I've been trying to make a workout program for martial arts conditioning and training. 

The only problem is, is that each time I do it I kinda get bored because I have to stay with the exercises listed.

So I was kinda thinking about just doing the martial arts training and conditioning randomly without a plan.

That way I wont get bored, and then my body get used to adapt it self instead of getting used to one specific program over and over.

You see, I read an article where it says that I should never do the same exercises in each workout.

What do you think? Should I stick to a program, or just do some random exercises as long as they include kicks, punches, strength exercises etc.

Thnx.


----------



## Xue Sheng (Sep 11, 2008)

I never read it so I do not know if it is any good or not but here you go
Solo Training: The Martial Artist's Guide to Training Alone



> Learn to:
> Organize your solo workouts to the get maximum results from even the shortest training session
> Improve your speed and power with dozens of inside tips and tricks
> *Beat boredom and get excited about your solo training sessions*
> ...


----------



## Hyper_Shadow (Sep 12, 2008)

In regards to the above. It's okay, very informative.

As long as you maintain a balance in your training anything you do should be fine. I train for my fitness myself also and I get very good results. Here's a few pointers:

1.MOST IMPORTANT, so I'll list it first. Make sure you have days off where you can rest completely.

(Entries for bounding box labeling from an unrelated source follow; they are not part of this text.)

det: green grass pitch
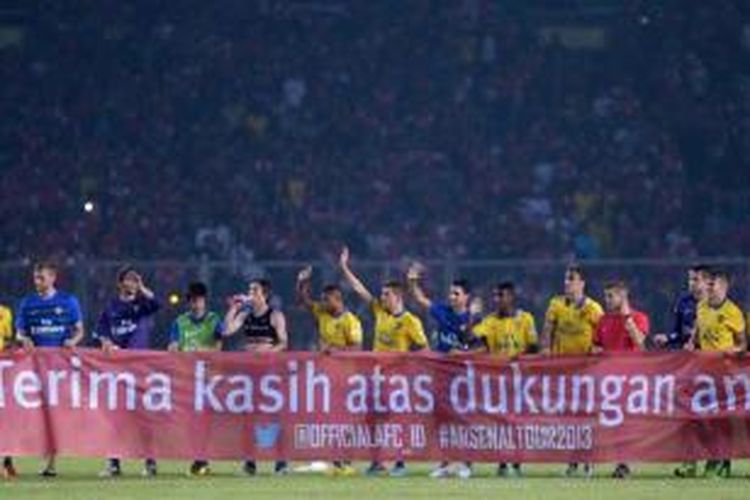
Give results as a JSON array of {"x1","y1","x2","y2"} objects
[{"x1": 0, "y1": 458, "x2": 750, "y2": 500}]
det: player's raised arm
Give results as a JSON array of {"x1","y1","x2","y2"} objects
[
  {"x1": 339, "y1": 247, "x2": 375, "y2": 304},
  {"x1": 406, "y1": 262, "x2": 432, "y2": 309},
  {"x1": 222, "y1": 295, "x2": 249, "y2": 337},
  {"x1": 295, "y1": 266, "x2": 314, "y2": 309},
  {"x1": 65, "y1": 297, "x2": 85, "y2": 347},
  {"x1": 270, "y1": 311, "x2": 289, "y2": 352},
  {"x1": 539, "y1": 318, "x2": 555, "y2": 354}
]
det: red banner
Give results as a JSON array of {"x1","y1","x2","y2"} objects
[{"x1": 0, "y1": 349, "x2": 750, "y2": 462}]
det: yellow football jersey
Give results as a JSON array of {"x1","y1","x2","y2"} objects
[
  {"x1": 696, "y1": 299, "x2": 745, "y2": 351},
  {"x1": 371, "y1": 300, "x2": 427, "y2": 352},
  {"x1": 0, "y1": 306, "x2": 13, "y2": 351},
  {"x1": 474, "y1": 309, "x2": 539, "y2": 356},
  {"x1": 545, "y1": 296, "x2": 604, "y2": 354},
  {"x1": 310, "y1": 302, "x2": 362, "y2": 348}
]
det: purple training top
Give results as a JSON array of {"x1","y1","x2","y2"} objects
[{"x1": 94, "y1": 296, "x2": 159, "y2": 349}]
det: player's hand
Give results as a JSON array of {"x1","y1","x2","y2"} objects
[
  {"x1": 227, "y1": 293, "x2": 247, "y2": 309},
  {"x1": 19, "y1": 337, "x2": 34, "y2": 353},
  {"x1": 469, "y1": 297, "x2": 484, "y2": 316},
  {"x1": 339, "y1": 246, "x2": 349, "y2": 268},
  {"x1": 653, "y1": 333, "x2": 669, "y2": 347},
  {"x1": 297, "y1": 266, "x2": 312, "y2": 281},
  {"x1": 102, "y1": 339, "x2": 117, "y2": 354},
  {"x1": 406, "y1": 262, "x2": 424, "y2": 281}
]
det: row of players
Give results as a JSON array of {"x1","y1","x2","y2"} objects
[{"x1": 0, "y1": 248, "x2": 747, "y2": 477}]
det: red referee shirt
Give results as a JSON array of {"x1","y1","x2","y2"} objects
[{"x1": 594, "y1": 310, "x2": 649, "y2": 352}]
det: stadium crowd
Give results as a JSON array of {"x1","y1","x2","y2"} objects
[{"x1": 0, "y1": 0, "x2": 750, "y2": 259}]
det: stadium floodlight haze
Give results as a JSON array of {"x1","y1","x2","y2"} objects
[{"x1": 0, "y1": 0, "x2": 750, "y2": 498}]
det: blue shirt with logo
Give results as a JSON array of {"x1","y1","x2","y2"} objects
[
  {"x1": 667, "y1": 292, "x2": 698, "y2": 350},
  {"x1": 16, "y1": 291, "x2": 83, "y2": 347},
  {"x1": 429, "y1": 302, "x2": 474, "y2": 353}
]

2.Balance diferent aspects of your training. I usually focus one day for one aspect. Flexibility, Strength, Stamina and Skills (I include speed training in skills training, better techniques are faster techniques over time).

3.Make sure to eat a good amount os complex sugars about three hours before you train. This'll help you through the session and aid in the beginning of recovery.

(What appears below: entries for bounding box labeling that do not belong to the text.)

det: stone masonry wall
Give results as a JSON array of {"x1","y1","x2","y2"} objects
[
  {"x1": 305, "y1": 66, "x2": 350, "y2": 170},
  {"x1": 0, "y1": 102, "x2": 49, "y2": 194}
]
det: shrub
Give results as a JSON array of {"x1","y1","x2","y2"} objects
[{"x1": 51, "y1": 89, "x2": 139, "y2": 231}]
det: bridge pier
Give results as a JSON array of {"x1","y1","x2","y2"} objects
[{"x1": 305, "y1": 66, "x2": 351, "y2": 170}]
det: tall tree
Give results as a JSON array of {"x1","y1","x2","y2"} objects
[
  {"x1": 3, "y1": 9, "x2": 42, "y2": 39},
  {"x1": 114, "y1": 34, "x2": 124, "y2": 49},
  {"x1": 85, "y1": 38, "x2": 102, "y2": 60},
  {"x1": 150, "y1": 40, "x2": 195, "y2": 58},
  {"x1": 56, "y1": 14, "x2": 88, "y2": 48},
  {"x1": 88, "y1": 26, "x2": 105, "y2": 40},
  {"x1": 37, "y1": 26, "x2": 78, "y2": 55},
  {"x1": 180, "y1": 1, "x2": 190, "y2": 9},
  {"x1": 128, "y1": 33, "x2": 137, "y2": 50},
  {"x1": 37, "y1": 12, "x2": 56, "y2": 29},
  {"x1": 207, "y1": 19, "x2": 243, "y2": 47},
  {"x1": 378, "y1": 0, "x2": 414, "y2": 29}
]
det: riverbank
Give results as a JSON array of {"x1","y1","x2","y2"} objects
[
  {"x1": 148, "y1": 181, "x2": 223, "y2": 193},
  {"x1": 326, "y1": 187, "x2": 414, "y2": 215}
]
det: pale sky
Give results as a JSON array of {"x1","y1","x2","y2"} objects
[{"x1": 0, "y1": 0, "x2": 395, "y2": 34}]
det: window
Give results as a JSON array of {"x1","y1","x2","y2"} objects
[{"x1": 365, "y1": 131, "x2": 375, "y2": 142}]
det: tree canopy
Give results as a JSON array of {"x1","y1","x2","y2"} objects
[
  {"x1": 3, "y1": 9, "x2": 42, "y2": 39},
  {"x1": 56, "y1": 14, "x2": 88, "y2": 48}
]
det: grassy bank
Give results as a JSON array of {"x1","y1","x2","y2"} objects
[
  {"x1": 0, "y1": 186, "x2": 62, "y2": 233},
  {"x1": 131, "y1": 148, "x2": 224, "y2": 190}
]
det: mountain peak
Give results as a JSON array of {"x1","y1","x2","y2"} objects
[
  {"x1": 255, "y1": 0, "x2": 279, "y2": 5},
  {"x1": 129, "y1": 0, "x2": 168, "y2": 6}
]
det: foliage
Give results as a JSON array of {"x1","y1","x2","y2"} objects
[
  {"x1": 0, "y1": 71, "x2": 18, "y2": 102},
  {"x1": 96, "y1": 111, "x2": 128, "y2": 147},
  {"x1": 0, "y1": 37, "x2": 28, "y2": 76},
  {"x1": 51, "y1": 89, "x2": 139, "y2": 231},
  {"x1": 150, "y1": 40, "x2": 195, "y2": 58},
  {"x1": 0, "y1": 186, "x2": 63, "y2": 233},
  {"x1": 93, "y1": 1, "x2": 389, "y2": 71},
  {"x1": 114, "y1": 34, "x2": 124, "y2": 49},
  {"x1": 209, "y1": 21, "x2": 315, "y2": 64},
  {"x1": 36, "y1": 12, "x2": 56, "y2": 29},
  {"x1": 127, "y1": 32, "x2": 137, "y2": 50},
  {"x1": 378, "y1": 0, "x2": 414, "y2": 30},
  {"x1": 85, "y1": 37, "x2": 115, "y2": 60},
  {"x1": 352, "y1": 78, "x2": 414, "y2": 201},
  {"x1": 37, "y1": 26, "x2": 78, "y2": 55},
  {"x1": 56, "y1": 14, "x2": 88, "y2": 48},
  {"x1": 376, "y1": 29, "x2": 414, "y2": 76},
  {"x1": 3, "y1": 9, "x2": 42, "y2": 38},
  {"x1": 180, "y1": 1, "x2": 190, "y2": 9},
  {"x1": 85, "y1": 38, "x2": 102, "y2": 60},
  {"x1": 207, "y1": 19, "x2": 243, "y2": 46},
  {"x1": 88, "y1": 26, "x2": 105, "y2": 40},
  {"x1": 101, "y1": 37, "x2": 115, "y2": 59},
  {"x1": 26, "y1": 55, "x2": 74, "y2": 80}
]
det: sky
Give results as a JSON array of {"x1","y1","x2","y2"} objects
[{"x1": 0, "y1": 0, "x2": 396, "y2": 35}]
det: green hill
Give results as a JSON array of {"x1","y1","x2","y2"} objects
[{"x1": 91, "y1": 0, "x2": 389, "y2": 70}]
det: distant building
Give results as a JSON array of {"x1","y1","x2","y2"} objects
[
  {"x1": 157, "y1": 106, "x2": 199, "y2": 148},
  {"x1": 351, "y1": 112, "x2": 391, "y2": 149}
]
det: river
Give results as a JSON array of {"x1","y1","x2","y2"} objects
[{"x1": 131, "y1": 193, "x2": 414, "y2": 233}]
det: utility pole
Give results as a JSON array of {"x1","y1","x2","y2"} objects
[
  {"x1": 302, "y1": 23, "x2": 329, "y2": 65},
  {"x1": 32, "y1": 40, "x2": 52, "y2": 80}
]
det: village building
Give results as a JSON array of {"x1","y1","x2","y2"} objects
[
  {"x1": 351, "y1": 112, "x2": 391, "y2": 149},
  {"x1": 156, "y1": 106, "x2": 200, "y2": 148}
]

4.Always warm up and cool down properly before and after each session. A warm up on average should last about half an hour.

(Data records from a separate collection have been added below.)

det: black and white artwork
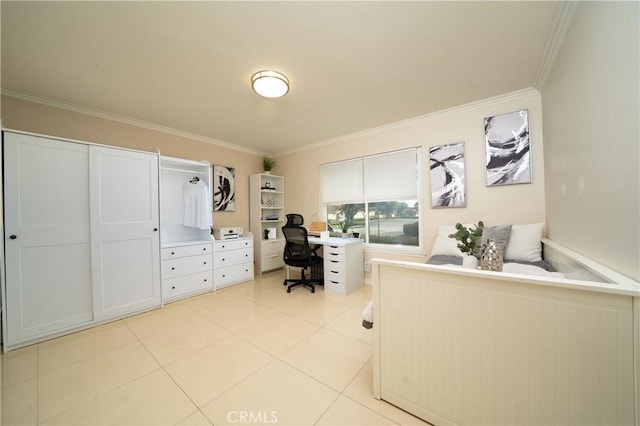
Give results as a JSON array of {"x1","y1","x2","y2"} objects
[
  {"x1": 429, "y1": 142, "x2": 467, "y2": 207},
  {"x1": 212, "y1": 166, "x2": 236, "y2": 212},
  {"x1": 484, "y1": 109, "x2": 531, "y2": 186}
]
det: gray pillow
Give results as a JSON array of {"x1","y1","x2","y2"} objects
[{"x1": 476, "y1": 225, "x2": 511, "y2": 259}]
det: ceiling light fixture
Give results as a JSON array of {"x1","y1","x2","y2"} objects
[{"x1": 251, "y1": 70, "x2": 289, "y2": 98}]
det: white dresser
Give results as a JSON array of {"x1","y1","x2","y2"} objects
[
  {"x1": 160, "y1": 156, "x2": 214, "y2": 302},
  {"x1": 213, "y1": 234, "x2": 253, "y2": 290},
  {"x1": 161, "y1": 241, "x2": 214, "y2": 300}
]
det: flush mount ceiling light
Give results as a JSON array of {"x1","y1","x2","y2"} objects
[{"x1": 251, "y1": 71, "x2": 289, "y2": 98}]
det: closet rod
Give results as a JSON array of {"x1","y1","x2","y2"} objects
[{"x1": 160, "y1": 167, "x2": 209, "y2": 175}]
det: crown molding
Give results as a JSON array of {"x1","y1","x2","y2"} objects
[
  {"x1": 534, "y1": 1, "x2": 580, "y2": 90},
  {"x1": 276, "y1": 87, "x2": 540, "y2": 156},
  {"x1": 0, "y1": 89, "x2": 270, "y2": 156}
]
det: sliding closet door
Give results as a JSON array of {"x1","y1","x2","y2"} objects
[
  {"x1": 89, "y1": 146, "x2": 160, "y2": 320},
  {"x1": 4, "y1": 132, "x2": 93, "y2": 345}
]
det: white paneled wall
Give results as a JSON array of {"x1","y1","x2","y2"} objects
[{"x1": 374, "y1": 264, "x2": 634, "y2": 425}]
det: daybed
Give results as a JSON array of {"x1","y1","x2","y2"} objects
[{"x1": 371, "y1": 225, "x2": 640, "y2": 425}]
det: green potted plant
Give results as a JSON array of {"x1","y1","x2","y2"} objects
[
  {"x1": 262, "y1": 157, "x2": 276, "y2": 175},
  {"x1": 449, "y1": 221, "x2": 484, "y2": 268}
]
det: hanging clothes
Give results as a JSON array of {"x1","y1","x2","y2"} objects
[{"x1": 183, "y1": 178, "x2": 211, "y2": 229}]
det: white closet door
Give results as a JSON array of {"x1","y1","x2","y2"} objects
[
  {"x1": 4, "y1": 133, "x2": 93, "y2": 345},
  {"x1": 89, "y1": 146, "x2": 160, "y2": 320}
]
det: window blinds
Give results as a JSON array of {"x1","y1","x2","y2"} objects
[
  {"x1": 320, "y1": 158, "x2": 363, "y2": 204},
  {"x1": 321, "y1": 148, "x2": 421, "y2": 204}
]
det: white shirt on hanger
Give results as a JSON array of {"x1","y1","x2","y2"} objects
[{"x1": 183, "y1": 180, "x2": 211, "y2": 229}]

5.Always take on water before during and after a session. You can become dehydrated and not realise it.

6.Plan what to do week by week. If you train and you're lacking in a particular area and are stronger in another, manage your time to suit the weaker aspect of your overall martial fitness.

7.It's a good idea to record your results so you can set yourself targets. I.e how many pushups in 2 mins/ situps in 2 mins etc. How much distance you can cover in a 30 min run stuff like that. You can then see your positive results over time and better determine where your strengths and weaknesses lie.

8.I'll reiterate. REMEMBER TO TAKE DAYS OFF!

Hope any of that helps.


----------



## bluekey88 (Sep 12, 2008)

Check out www.crossift.com and there workout of the day program.  It is actaullyt designed for the combate and elite athletes.  It's free, the site is one of the best sites to learn how to do a variety of great excercises, good advice on nutrition as well.  I've been doing it about a month and my cardio and my strength seem to be progressinbg better than on any other program I've tried.  

Did I mention it's free?  On the flip side it's hard training...but the brandx affiliate (navigate through the start button on their mainpage) will show scaled versions of the workouts for normal folk 

Peace,
Erik


----------